まず、妄想以上にカッコ良過ぎて鼻血出ました。服につられてか表情もキリッと。
サイズもちょうど良くて何より白磁の肌が映える!!
エイレンもノリノリでポーズ決めながら自撮り始めちゃって。

見惚れている私に気付いたエイレンはいきなりソファーに横になり
「翼ちゃん。ほら見て見て」
私に手招きすると首を上げてジッパーを少しずつ下ろして徐々に白磁のような肌が現れ、最後に胸元が露わに。赤いTシャツなので白磁の肌がより際立つ。
動く事が出来ないんだけど、その胸元を思わず”ゴキュ”っと生唾を飲みながら凝視している自分が居る。

「そう言えば、初めて会った時も同じ表情してたよね。俺のここ凝視しててさ」

人差し指でツーっと自分の喉仏から鎖骨の間から胸元にかけてなぞり出した。
えっ、バレて・・・た・・・膝からガクッと崩れ落ちた。
『勝った』とエイレンはドヤ顔しながらベロッと舌を出す。
ショックで項垂れてる私が思った以上重症だと気づいたエイレンは急いで私に駆け寄って来て膝を抱えて私と同じ目線になり

「これ初めて言うんだけど・・・あの時翼に見られてドキドキした。今までは見られたりして嫌な気持ちしかなかったんだけど。
えっと・・・もっと見て欲しいと・・・ううん、視姦して欲しいって感じちゃいました。
こんな変態な俺、翼に知られたら嫌われちゃうんじゃないかなって。

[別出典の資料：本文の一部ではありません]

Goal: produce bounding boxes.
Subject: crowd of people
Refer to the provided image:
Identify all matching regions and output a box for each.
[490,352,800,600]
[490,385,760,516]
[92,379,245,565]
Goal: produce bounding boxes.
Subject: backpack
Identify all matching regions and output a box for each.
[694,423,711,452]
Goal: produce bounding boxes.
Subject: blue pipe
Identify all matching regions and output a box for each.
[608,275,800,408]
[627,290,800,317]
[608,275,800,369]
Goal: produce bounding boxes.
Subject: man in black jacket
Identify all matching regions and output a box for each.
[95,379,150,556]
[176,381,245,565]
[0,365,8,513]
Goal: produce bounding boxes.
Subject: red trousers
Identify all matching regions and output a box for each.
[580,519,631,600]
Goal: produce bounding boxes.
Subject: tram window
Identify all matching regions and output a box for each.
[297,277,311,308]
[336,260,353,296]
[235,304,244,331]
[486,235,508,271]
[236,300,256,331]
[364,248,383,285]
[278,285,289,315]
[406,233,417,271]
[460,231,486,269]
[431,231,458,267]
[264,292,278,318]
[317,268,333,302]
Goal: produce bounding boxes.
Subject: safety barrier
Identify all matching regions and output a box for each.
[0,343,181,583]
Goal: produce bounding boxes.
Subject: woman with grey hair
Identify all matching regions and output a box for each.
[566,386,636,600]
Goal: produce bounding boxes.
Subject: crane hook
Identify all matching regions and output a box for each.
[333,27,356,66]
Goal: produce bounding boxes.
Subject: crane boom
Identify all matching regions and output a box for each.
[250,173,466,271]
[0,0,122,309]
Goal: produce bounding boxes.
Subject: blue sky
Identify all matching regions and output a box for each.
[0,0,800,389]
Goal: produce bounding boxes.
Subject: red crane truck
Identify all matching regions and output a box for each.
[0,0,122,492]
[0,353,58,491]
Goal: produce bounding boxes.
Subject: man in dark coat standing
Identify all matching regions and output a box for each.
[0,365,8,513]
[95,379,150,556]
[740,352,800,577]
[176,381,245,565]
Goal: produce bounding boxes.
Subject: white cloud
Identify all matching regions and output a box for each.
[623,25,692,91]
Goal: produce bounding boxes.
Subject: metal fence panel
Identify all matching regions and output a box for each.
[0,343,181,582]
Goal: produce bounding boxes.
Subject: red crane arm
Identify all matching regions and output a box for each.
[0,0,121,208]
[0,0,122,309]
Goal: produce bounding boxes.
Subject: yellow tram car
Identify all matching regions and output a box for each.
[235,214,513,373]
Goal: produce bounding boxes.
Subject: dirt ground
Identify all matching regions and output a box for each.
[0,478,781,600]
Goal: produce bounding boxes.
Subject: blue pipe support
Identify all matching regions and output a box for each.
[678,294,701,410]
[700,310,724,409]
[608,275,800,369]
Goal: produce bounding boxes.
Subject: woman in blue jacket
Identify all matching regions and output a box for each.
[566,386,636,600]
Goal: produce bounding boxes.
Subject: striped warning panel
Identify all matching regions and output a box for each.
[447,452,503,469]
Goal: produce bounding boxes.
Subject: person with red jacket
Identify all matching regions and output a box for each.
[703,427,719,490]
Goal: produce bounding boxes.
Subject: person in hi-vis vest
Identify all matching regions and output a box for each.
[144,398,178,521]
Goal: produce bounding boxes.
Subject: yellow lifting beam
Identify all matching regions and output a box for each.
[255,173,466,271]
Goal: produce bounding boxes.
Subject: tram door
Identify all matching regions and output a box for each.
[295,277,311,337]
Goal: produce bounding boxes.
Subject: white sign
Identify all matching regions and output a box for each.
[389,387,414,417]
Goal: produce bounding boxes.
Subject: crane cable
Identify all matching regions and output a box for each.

なかなか言えなかった」

目元をポリポリ掻きながら私を見つめ話すエイレンに私の心の奥底にあるトラウマと違った何か雁字搦めに絡まっていた鎖の一部に亀裂が入った。
さっきまであった落ち込みが一瞬にして無くなり、獲物を狙う捕食者の目に代わり手がワキワキと動き出す。
エイレンは恥ずかしさのあまり後ろ向きになった瞬間私の目がキラーンと光り背中から襲いかかる。ある意味バックハグ。
そこから白磁の鎖骨に”カプッ”と甘噛みし、強めに吸う。キスマークを付けるよりも吸血している感じだ。
そこからの記憶はプッツリと切れている。

部屋のベッドから目が覚める。時間を見ると9:30。
今日休みだから寝坊してしまったのだろう。
と言うか、昨日のあれって夢だよね。
私がエイレンを襲ってキスマーク付けてって。うん、夢だ!夢だろう!!夢であって欲しい。
今日が3/14ホワイトデーだ。

服を着替えて部屋から出ると、起きたのが遅かったのでエイレンはもう起きて着替えていて朝ご飯も食べ終わっていた。
やっぱり夢だったんだとホッとしていたらエイレンがニヤっと微笑み襟元をめくって赤くキスマークが付いた鎖骨を見せた瞬間、私は頭を抱えて部屋に逃げ込んだ。
今日一日エイレンの顔見れなさそう。